4/15/18: Little Jewels

This week I want to share a special discovery with you, dear readers, most especially if you live in or near Traverse City, Michigan. (Those in other cities or towns may also come upon exquisite surprises at their local farm markets that might also be faintly ‘cloaked,’ except to discerning folks...)    

A few weeks ago Joe and I visited the gorgeous, towered 1880s Building 50 at The Commons, part of the huge complex of lovely structures that comprise the visually stunning former Traverse City State Hospital complex, closed in 1989, then gradually, sensitively transformed into lovely condos and locally owned small businesses. We always enjoy wandering its arched brick basement halls, where the indoor farmers’ market is set up on Wednesdays and Saturdays in winter. It’s fun, too, to peruse its many little shops that feature books, jewelry, clothes, and other various handmade items. 

We happened upon a booth where a handsome, very tall man in his 40s was selling farm-fresh eggs.
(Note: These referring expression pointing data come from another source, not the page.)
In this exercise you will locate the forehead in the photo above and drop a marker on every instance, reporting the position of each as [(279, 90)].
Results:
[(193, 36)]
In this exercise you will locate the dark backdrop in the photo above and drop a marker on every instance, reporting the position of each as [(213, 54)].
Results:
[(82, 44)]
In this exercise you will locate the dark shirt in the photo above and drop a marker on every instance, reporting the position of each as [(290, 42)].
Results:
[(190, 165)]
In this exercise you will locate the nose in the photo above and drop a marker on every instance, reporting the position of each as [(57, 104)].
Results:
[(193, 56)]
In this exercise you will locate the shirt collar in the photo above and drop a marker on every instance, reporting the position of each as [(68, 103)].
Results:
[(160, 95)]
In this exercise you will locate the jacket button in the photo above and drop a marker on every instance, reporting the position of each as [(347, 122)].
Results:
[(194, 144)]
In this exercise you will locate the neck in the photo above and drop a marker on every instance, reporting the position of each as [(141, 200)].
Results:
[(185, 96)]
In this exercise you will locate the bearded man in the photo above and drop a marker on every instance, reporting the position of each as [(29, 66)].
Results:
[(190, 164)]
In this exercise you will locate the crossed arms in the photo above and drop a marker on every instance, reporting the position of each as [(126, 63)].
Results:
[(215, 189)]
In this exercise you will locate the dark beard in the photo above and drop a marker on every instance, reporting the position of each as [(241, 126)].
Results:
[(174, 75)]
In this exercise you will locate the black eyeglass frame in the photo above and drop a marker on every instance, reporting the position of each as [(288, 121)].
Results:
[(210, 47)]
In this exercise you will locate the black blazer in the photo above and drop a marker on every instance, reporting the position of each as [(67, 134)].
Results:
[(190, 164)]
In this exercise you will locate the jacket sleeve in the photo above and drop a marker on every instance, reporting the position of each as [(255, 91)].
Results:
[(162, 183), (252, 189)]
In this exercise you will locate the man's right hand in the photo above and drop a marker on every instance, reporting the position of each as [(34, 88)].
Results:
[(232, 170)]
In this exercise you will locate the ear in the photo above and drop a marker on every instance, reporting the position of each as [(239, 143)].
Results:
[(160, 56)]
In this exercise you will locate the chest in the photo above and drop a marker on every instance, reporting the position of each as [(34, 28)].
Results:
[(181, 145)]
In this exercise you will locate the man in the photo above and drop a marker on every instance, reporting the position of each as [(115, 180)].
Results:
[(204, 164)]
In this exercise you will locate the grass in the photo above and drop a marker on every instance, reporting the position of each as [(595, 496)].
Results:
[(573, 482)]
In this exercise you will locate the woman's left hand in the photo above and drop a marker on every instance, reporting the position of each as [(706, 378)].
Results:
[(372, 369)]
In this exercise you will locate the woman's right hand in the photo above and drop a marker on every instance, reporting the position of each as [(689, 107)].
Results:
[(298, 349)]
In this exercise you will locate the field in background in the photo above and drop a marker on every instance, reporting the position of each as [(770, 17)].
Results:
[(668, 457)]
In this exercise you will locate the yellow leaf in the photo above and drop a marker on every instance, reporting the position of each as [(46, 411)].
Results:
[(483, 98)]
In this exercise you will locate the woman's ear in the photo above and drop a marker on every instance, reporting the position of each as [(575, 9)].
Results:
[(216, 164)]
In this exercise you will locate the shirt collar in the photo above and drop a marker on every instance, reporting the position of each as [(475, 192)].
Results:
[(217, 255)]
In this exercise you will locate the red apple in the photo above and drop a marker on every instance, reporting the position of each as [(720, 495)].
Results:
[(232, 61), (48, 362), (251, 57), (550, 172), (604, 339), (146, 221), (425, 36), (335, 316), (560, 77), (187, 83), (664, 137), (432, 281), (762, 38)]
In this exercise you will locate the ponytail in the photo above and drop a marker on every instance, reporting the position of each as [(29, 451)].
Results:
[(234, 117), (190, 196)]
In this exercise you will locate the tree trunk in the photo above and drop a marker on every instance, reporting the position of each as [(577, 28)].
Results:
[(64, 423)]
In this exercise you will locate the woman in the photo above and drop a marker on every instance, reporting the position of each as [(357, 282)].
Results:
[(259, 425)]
Joe bought 6 beautiful brown beauties to have for breakfast the next three days. Then, while he waited for his change, he noticed another understated display at the same table. A quiet young girl stood very still behind the table, watching people move by without noticing what she was selling. He poked me and pointed. I looked down at her display- and gasped. Joe whispered, under his breath, “What marvelous art!” 

I picked up one of the stationery cards and stared at its fresh, detailed depictions of Shire horses and children. This young girl and her twin sister had apparently created the pictures, and their admiring parents had decided to feature them on greeting cards. But no one seemed to notice. She stood so still against the wall, not promoting, just waiting...hoping... 

Have a look. There are more, but just look at these... 

 

I loved them, and promptly bought 3 cards. She was so glad that I’d noticed her work. (Once seen, they arrest one’s gaze...) 

I couldn’t get such talent out of my mind, so we went back the following weekend. No girl this time. Instead, two young boys were standing there just as quietly, just as hopefully... 

I saw a new depiction- of a girl in rainboots holding her collapsing umbrellas as she walks away from us through rain and wind. It is perfect! Not cluttered, just exactly right in every way. Her red coat or dress, teased by the wind, is a delightful splash of color, warmed by the street lamp’s gentle light. 

               

Delighted, I bought it and 4 more cards. The two boys were as happy as their sister had been, not only by the money I proffered- ($3 per card,)- but also by my fulsome praise.  
I was awarded two shy smiles. 

The stationary is bare of words. 
The sketches are not signed.  
The art Shines. 

This time Joe had a very brief exchange with their dad. His 11 children help work the farm, where their horses are clearly loved and appreciated. 

If you like The Commons farmer’s market, perhaps you could keep an eye out for this booth. I can’t remember exactly where it is, as the halls wind and turn.  
The eggs, by the way, were delicious! 

Right after all this happened I was amazed to receive a hand-written letter from my younger daughter, Elisabeth. She has decided to go back to the old-fashioned way of communicating her thoughts to people she’s close to. (Often my readers, or visitors to Sunnybank’s secret garden, write snail-mail thank-you notes, which I love to receive.) 

Lisa wrote, 
“I find it hard, and tiring, to write emails. But letters written by hand help slow me down, help focus me, and when one can’t delete a sentence without it showing, one becomes so much more thoughtful in how one goes about the writing business...”   

Exactly so! I loved the idea, and knew at once how I would respond- with one of these extra-special cards!  

Funny how things work out, eh?  

I HOPE their affectionate spontaneity, instinctive composition, exquisite detail and uncluttered settings remain free of adult ‘nudging.’ (Sometimes, well-meaning art instructors can stifle, or conventionally corral young, malleable artists.) 

Next week I’ll return to the Commons for more of their work. In fact, I plan to purchase a roll of slim red ribbon to bind together groups of 4 cards (with their envelopes) to offer as gifts to cherished friends. 

Discovering little jewels certainly enriches my life!